The money argument is twofold. Pharmacometrics is a small market, so developing commercial software in this space is very risky, and even if you succeed, any tool that is successfully developed will need to be very expensive to recoup one's investment, and there is always an indefinite commitment to support, which is a deceptively massive overhead. So it was clear right from the beginning that we were not going to go that way. On top of this, software licenses are a non-trivial operating cost, especially for smaller players like some of us, so there is a large incentive to find cheaper ways to do our work. But it wasn't completely this either, to be honest.
Starting out in pharmacometrics is challenging. It's a tough field, since it requires one to have a wide range of highly technical skills: pharmacology, math, statistics, computers, and so on. If you're sitting in a stuffy office in an underfunded university in a low-or-middle-income country 10,000 kilometres (literally) from the nearest pharmacometrics center of excellence, you have additional challenges. One: who is going to help you learn this stuff?
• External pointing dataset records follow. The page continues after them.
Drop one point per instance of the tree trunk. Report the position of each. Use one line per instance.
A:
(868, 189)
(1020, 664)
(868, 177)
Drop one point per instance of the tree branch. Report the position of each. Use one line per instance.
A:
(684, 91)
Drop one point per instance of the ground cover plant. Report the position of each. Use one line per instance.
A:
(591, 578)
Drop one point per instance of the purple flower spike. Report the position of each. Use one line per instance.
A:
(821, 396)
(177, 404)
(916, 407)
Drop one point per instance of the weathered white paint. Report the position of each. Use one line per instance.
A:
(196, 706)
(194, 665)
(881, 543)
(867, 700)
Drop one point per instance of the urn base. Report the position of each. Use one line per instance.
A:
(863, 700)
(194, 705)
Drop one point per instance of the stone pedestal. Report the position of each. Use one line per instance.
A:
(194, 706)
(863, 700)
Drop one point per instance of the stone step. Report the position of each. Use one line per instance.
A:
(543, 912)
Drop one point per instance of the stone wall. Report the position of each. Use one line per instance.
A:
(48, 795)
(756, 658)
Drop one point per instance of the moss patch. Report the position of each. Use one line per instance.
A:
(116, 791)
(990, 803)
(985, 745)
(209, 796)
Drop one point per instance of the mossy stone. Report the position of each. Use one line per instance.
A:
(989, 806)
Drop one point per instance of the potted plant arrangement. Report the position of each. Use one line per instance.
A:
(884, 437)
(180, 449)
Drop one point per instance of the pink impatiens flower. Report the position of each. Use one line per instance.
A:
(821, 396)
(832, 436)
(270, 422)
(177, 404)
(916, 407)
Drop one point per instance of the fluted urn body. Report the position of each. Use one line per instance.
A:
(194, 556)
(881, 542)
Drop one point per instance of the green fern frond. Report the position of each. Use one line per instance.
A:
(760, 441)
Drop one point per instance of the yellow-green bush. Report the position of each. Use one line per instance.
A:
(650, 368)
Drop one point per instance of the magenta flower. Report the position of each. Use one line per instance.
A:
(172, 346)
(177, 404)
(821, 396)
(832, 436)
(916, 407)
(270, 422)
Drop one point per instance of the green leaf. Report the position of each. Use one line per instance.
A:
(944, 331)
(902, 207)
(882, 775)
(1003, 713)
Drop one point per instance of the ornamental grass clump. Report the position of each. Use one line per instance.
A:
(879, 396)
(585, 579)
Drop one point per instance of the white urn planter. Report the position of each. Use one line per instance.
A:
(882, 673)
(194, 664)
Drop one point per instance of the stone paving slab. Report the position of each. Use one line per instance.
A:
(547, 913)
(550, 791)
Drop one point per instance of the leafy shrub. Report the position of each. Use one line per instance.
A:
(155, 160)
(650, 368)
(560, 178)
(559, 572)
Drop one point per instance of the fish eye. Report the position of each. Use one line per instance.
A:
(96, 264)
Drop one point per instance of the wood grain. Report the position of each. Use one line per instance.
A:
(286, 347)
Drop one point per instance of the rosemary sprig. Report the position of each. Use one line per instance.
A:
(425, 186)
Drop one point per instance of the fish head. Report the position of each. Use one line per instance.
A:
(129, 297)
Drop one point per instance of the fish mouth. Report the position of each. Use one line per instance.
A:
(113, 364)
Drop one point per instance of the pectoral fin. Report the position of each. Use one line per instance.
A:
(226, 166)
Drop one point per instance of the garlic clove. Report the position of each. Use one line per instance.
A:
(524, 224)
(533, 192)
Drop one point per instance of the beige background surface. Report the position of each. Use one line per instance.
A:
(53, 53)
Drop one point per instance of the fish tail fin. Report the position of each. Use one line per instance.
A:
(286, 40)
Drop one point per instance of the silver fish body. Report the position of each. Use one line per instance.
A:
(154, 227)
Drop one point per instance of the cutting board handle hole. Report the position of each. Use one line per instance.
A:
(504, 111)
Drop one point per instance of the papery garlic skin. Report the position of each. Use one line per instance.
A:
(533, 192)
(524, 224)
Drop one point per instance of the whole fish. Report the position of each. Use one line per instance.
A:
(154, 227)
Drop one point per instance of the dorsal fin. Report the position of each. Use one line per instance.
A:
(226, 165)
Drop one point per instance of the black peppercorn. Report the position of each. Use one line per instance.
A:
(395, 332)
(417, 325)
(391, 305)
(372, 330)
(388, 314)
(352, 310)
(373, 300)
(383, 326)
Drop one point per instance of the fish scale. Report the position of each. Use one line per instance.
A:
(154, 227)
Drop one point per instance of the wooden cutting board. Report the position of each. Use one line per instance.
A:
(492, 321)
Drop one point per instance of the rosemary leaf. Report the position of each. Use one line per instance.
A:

Two: how are you going to afford the software tools you need? (Even at academic rates, NONMEM, Monolix and company are expensive, and hard to justify in a resource-poor environment when only a few students and staff are going to use it. Especially when hardware and power costs are also taken into account.) There was a crying need for an accessible, low-to-no cost tool to reduce this not-insignificant barrier to entry into our field.
So: Cost! Free software makes pharmacometric modelling (more) accessible in low to middle income countries. Not needing to buy a license makes preparing and giving courses much easier (many pharmacometrics courses are already using `nlmixr2`). Academic licenses might appear to solve this issue to an extent, but these usually cannot be used for commercial work making actual drug development in a low income environment difficult.
Curiosity! Can we make NLME parameter estimation work in R, where others have tried and failed? So far the answer seems to be yes.
Convenience! Having inputs, analyses and outputs in a single environment (R) is super attractive and makes workflows very efficient.
Creativity and collaboration! Whereas open science - of which we are massive fans, it should go without saying - allows one to 'stand on the shoulders of giants', adding open source to the mix allows everyone to take the software and run with it, developing applications we would never have thought of.
Finally: Concern! What will happen to NONMEM when its sole lead developer retires? Having a backup solution is very reassuring.
This book is the next step in our journey; we hope you'll take it with us.